Pleurotus eryngii with green pepper and fungus.
Auricularia auricula is rich in nutrition and has the reputation of "meat and fishy smell", which can be said to be very common on the dining table of China people. Edible, medicinal and nourishing. Auricularia auricula contains iron 185 mg per 100 g, which is 20 times higher than spinach with the highest iron content in green leafy vegetables, and about 7 times higher than pig liver with the highest iron content in animal food, which is the most iron in various vegetarian foods. Therefore, it is a natural blood-enriching food. Auricularia auricula is also a scavenger of blood vessels, which has a certain effect on lowering blood fat and blood viscosity. It is monotonous to fry auricularia auricula alone. Stir-fried Pleurotus eryngii with auricularia auricula can double the nutrition and taste.

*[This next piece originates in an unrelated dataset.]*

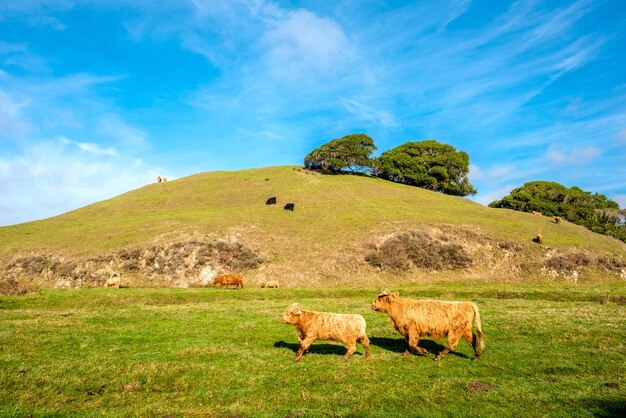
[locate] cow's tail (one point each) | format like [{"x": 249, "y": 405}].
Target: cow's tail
[{"x": 480, "y": 337}]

Ingredients: Auricularia auricula, green pepper and Pleurotus eryngii.
Production process:
Cut the seeds of the green pepper and then cut it into small pieces. Pleurotus eryngii is cut in the middle and sliced. Some friends reported that fungus was fried in a pot, which was very scary. Actually, not after treatment. Blanch the fungus with boiling water, that is, take it out and control the water, so that it will be cooked. You can try. Then take the oil pan, turn on the fire, add the Pleurotus eryngii and stir fry for a while, then add the green pepper and Pleurotus eryngii and stir fry together. Finally, add the cooked auricularia auricula, add a tablespoon of oyster sauce, and appropriate amount of soy sauce and salt, and stir well to serve. It's delicious.